Damals ging die Geschichte so weiter: Nachdem die Marine des Zaren vernichtet war und Russland nicht nur auf die weitere Expansion verzichten, sondern sogar nach verlorenen Schlachten auch auf dem Festland annektierte Territorien abtreten musste, ging es mit Russlands wirtschaftlicher Lage dank Korruption und politischer Unfähigkeit noch rasanter bergab. Es kam zu zahlreichen Aufständen, in deren Konsequenz der Zar im Februar 1917 durch eine bürgerliche Regierung ersetzt wurde. Die allerdings hielt sich gerade gut ein halbes Jahr, bis im Spätherbst des Jahres kommunistische Berufsrevolutionäre die Macht usurpierten und das Russische Imperium in ein räterepublikanisches umwandelten.

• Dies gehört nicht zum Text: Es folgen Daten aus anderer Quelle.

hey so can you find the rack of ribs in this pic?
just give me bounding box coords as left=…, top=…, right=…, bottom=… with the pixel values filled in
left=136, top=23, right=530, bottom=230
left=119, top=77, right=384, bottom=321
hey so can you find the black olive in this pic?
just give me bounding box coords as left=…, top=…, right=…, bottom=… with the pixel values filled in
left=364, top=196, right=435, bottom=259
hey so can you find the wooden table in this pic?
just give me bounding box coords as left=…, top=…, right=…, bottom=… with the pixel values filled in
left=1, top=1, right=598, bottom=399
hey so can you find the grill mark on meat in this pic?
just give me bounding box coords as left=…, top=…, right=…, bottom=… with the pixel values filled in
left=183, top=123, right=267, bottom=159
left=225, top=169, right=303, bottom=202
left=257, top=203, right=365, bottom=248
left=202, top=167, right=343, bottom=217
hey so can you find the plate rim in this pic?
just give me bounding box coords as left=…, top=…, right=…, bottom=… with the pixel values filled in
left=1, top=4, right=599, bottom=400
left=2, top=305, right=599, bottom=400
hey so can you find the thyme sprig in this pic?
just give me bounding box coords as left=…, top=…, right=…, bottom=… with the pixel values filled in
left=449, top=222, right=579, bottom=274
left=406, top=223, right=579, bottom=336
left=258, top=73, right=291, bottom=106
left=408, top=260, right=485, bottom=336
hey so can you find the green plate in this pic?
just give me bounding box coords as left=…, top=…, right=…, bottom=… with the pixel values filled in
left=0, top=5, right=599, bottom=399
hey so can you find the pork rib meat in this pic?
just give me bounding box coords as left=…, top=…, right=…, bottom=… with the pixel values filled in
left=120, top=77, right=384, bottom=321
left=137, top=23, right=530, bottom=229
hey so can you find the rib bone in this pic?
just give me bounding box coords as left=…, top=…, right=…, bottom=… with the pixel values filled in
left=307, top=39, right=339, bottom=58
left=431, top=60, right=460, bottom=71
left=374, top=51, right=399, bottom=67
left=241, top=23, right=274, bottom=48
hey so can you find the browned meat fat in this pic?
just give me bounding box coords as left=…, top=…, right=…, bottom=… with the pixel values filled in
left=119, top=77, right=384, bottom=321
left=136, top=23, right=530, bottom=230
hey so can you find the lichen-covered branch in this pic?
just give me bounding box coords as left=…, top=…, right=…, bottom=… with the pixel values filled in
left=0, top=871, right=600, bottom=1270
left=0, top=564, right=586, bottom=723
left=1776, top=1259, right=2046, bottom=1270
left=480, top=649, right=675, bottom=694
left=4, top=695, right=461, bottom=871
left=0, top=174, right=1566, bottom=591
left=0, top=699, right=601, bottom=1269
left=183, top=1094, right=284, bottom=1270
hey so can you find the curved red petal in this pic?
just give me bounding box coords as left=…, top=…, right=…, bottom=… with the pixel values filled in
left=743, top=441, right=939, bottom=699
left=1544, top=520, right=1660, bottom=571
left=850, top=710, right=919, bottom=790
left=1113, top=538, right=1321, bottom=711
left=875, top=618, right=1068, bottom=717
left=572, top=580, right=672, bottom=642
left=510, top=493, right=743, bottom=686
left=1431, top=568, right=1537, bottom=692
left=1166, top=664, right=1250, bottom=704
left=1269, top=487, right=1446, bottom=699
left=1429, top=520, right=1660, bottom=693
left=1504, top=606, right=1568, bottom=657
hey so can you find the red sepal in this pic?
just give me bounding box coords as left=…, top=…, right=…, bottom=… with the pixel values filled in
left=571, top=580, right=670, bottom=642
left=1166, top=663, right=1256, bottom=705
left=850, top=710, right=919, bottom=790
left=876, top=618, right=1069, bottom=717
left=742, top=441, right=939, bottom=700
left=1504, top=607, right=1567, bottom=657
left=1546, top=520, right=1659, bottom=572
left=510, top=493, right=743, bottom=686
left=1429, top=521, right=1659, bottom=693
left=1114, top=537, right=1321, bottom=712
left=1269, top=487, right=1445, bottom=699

Der nachfolgende, langjährige Bürgerkrieg zeugte verbrecherische Politiker wie Wladimir Iljitsch Uljanow, genannt „Lenin“, Iosseb Bessarionis dse Dschughaschwili, genannt „Stalin“ – und in seiner Spätfolge jenen Wladimir Wladimirowitsch Putin, der unter Bruch geltender Verträge ein Nachbarland überfällt und dessen Bevölkerung eine eigene Volksidentität grundsätzlich abspricht.

Wie gesagt: Geschichte wiederholt sich nicht. Aber manche Parallelen sind durchaus auch dann symbolisch, wenn sich der weitere Weg in die Zukunft noch nicht abzeichnet.